Your question amounts to treating construction problems in
geometry as decision problems, and so it makes sense to me to
adopt the terminology of computability theory. This same kind of
distinction arises in computability theory, where we have the
following terminology:
- A set $A$ is decidable if we can computably verify yes-or-no whether a given input $a$ is in $A$ or not.
- A set $A$ is semi-decidable if we can computably verify positive instances of $a\in A$.
- A set $A$ is co-semi-decidable if we can computably verify negative instances, that is, instances where $a\notin A$. (that is, the complement is semi-decidable)
This might at first suggest the terminology of
- semi-constructible, if you can constructibly verify positive
instances, and
- co-semi-constructible if you can constructibly
verify failing instances.
But actually, since what you have is explicitly a decision
problem---namely, given this geometrical configuration, is it
acceptable?---I find it natural to use the terminology:
- constructibly decidable: if you can constructibly verify
yes-or-no.
- constructibly semi-decidable: if you can constructibly verify
positive instances. (or: constructibly verifiable)
- constructibly co-semi-decidable: if you can constructibly verify
negative instances. (or: constructibly co-verifiable)
This raises the question: is every constructibly decidable
construction problem also constructible? As Anton notes in the
comments, the answer is no, because the angle trisection problem
is both constructibly semi-decidable and constructibly
co-semi-decidable (and hence constructibly decidable), but not
constructible.
So these are the interesting situations for which you can decide yes-or-no correctly in every instance whether a proposed solution to a construction is correct or not, but you cannot produce the solution constructibly. This phenomenon does not arise in classical computability theory, because of our ability there to computably enumerate the entire domain---in the context of the natural numbers, we can just keep trying every single number in order until we hit upon the "Yes" answer in order to find it. But in geometry, we cannot constructibly enumerate the entire (uncountable) space.
The same phenomenon arises in infinitary computability theory, where we have the lost-melody phenomenon, which occurs when there is an infinity binary string
$c$ such that one can computably verify (in the infinitary sense)
whether a given infinite string $x$ is equal to $c$ or not, but there is no infinitary computable procedure to produce $c$ from scratch. The "lost-melody" idea is that these
are like the song that you know well enough to say, "yes, that's
it!" or "no, that isn't it", but you cannot sing it on your own. The lost-melody phenomenon is known to occur in several distinct infinitary contexts, where we are not able computably to enumerate the domain.

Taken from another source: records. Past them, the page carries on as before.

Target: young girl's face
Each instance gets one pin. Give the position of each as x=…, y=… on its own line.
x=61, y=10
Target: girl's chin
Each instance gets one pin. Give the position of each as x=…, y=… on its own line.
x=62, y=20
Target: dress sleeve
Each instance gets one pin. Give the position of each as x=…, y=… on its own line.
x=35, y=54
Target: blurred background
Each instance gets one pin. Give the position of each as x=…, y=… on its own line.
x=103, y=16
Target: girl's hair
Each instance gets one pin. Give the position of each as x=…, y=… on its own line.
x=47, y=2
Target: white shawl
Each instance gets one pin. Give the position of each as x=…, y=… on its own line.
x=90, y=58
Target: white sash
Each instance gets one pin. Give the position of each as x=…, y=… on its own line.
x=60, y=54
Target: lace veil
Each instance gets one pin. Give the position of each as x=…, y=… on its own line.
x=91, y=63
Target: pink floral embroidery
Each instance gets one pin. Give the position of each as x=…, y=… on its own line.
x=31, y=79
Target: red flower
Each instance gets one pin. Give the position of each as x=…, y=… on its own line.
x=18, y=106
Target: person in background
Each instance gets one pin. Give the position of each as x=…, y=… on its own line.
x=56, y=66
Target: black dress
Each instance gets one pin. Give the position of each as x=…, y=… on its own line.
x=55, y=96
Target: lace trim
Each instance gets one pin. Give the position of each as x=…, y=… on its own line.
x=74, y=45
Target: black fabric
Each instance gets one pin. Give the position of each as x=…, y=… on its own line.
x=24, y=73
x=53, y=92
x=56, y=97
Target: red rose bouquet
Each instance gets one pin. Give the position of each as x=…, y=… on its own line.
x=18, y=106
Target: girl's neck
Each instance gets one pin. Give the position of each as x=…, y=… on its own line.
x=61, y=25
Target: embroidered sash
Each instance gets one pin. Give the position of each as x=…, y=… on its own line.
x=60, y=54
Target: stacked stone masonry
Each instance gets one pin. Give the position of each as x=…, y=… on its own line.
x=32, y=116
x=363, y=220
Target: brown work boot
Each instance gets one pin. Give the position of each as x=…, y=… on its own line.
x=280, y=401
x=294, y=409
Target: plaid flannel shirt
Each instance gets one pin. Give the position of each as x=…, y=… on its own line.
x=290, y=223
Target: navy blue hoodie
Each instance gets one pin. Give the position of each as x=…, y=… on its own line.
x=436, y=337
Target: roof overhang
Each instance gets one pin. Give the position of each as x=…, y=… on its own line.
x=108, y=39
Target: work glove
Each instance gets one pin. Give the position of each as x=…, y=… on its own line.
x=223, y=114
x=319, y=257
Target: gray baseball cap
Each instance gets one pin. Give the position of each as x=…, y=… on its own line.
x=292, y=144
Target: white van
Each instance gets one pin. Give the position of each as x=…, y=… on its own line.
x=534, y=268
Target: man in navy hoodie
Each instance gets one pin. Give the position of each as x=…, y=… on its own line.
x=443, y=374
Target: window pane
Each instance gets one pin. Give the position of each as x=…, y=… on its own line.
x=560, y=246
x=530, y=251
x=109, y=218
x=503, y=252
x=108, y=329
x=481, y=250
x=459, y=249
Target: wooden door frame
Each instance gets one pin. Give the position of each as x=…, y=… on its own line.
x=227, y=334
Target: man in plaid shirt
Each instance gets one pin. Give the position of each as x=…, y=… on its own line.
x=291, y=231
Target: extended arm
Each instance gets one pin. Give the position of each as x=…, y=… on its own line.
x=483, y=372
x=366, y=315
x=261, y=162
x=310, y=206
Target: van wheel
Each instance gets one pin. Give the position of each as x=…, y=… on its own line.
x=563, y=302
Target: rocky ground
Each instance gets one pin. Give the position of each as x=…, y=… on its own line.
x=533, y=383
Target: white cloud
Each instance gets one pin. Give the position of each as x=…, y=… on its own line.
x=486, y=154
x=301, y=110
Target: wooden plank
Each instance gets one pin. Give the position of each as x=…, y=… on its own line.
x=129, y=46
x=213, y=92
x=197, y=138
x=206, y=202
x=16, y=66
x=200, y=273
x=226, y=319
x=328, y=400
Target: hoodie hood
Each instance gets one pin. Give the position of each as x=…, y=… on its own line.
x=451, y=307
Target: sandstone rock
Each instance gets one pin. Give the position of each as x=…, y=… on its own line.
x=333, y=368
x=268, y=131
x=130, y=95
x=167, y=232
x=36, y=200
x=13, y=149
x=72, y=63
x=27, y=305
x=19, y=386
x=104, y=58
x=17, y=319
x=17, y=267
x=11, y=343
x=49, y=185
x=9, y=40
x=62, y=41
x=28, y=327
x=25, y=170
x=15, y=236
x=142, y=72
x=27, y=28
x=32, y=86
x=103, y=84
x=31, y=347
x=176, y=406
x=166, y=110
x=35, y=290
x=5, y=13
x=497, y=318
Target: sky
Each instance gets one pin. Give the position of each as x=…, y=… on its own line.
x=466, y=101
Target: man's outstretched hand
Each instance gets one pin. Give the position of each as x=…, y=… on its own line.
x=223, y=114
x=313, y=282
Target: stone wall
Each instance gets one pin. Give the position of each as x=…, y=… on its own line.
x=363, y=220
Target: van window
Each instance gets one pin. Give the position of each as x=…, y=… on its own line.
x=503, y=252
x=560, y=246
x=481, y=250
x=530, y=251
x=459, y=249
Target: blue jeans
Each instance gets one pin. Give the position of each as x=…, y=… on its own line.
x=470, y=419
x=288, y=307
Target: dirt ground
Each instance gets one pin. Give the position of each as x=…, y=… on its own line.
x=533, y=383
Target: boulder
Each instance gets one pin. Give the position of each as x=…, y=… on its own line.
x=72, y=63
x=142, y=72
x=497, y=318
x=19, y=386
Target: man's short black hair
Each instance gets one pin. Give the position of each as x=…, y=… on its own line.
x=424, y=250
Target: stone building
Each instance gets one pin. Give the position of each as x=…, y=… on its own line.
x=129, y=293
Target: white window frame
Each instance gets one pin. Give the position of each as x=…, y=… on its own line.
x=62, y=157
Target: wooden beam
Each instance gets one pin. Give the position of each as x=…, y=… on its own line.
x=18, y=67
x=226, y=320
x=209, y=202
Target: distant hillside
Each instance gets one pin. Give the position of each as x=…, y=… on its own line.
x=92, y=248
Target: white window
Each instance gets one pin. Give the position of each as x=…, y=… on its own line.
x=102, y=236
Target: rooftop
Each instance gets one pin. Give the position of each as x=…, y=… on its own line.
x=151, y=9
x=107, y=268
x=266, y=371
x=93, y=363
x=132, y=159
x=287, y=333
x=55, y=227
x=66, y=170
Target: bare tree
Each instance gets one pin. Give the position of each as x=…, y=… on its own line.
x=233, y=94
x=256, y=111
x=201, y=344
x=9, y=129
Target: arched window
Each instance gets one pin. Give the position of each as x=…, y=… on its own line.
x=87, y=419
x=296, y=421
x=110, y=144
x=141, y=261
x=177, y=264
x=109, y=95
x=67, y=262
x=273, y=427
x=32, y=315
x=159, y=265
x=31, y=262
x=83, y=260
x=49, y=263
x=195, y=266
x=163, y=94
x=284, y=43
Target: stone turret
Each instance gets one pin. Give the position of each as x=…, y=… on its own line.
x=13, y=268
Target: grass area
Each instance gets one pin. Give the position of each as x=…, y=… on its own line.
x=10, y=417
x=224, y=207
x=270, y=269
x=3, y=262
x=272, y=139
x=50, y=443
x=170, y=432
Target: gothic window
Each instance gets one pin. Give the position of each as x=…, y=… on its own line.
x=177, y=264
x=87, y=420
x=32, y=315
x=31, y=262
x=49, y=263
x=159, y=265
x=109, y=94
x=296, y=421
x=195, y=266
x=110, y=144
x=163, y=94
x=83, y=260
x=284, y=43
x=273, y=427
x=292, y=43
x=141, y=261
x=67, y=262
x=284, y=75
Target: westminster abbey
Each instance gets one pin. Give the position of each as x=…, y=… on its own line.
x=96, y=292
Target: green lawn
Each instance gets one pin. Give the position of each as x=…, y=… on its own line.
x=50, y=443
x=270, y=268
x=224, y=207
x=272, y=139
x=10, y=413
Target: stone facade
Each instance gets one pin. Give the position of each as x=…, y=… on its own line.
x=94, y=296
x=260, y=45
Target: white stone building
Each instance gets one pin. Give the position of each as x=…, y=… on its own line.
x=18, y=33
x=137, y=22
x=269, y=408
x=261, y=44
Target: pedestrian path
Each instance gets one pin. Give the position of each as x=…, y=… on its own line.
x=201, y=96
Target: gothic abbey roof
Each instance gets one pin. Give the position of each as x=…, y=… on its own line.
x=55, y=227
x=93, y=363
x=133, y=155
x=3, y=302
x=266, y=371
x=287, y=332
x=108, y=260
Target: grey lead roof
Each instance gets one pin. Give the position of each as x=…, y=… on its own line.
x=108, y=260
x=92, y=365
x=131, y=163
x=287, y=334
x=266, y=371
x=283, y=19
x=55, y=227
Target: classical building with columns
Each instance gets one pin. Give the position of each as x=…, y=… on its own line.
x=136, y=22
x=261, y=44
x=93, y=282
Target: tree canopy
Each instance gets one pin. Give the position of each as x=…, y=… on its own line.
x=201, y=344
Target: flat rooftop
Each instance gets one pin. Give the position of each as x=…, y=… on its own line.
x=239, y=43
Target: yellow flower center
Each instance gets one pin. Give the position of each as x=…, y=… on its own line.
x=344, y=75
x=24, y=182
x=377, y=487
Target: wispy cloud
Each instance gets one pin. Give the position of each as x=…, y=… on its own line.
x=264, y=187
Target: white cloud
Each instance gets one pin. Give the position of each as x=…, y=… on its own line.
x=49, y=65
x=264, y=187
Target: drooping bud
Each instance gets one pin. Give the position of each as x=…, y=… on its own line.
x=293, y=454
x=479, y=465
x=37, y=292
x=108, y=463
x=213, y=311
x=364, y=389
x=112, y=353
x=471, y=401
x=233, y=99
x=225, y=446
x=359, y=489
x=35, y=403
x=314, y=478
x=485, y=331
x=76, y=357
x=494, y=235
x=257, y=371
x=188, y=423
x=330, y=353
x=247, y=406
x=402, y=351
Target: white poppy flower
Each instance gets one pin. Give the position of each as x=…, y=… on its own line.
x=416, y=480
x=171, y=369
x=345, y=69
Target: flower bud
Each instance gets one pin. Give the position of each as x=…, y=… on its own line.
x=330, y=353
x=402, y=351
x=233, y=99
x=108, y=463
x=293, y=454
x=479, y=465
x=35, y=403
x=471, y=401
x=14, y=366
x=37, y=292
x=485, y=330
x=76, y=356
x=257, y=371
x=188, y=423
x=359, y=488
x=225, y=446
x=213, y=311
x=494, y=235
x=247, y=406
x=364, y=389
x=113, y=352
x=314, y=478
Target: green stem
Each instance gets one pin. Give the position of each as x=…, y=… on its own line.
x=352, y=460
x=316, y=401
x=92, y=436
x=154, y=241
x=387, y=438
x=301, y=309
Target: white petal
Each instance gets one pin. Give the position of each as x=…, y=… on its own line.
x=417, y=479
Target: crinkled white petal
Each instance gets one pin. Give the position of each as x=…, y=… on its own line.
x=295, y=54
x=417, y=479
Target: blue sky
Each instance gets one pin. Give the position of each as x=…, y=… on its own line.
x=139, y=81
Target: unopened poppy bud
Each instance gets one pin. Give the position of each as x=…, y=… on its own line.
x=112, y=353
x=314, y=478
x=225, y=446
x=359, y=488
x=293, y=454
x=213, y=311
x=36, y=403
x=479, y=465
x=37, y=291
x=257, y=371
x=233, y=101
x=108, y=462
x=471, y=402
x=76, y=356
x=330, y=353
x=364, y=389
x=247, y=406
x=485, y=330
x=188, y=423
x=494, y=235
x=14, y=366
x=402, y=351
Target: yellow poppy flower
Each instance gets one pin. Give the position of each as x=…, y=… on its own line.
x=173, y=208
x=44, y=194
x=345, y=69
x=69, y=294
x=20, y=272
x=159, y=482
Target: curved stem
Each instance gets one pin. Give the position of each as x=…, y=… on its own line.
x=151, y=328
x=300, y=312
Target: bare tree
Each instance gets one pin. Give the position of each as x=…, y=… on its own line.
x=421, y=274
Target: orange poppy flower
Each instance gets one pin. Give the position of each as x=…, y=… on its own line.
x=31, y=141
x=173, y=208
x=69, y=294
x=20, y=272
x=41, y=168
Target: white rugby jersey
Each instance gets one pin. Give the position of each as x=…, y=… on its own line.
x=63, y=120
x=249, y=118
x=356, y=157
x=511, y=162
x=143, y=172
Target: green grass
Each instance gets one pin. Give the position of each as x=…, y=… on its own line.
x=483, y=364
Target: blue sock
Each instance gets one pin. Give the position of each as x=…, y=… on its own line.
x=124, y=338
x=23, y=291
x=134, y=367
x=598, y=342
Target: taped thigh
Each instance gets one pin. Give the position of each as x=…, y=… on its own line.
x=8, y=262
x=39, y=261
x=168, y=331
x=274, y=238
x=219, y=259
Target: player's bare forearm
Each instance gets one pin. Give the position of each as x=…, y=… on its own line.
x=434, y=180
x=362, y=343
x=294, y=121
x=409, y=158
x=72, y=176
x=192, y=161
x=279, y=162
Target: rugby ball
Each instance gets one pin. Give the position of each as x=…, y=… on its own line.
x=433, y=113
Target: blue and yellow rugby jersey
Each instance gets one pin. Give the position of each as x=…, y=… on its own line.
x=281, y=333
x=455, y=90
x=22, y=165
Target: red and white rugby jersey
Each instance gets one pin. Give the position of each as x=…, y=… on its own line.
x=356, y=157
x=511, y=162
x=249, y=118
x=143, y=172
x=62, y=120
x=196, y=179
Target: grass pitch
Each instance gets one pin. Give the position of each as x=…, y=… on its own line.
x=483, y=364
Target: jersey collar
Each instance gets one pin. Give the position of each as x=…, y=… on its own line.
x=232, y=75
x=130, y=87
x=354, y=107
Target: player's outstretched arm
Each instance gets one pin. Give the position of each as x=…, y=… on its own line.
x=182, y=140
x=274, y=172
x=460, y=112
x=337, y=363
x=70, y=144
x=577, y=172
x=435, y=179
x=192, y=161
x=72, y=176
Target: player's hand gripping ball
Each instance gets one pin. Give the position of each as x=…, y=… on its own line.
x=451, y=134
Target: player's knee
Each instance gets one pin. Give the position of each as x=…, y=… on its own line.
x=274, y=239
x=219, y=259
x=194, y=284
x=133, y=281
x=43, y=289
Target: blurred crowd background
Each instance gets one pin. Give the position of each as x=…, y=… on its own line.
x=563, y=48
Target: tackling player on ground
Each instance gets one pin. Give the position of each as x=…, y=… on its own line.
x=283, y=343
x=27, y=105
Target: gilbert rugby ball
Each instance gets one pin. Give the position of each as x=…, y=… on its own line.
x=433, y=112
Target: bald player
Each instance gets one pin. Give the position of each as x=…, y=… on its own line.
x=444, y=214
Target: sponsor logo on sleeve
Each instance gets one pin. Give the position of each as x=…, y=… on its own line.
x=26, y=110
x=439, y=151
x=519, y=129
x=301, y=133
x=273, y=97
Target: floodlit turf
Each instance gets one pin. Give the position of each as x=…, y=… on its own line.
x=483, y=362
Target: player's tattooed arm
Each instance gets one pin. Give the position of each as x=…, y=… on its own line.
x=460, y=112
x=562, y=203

Let me finish by mentioning that it would seem very natural to explore the analogues of P and NP in geometry. For example, a geometric construction problem would be constructibly P, if there is a construcible decision procedure taking suitably few steps (like polynomial time). It would be constructibly NP, if an input is acceptable just in case there are a (suitably few) extra points that can be added, such that the whole configuration can now be verified in (suitably few) steps.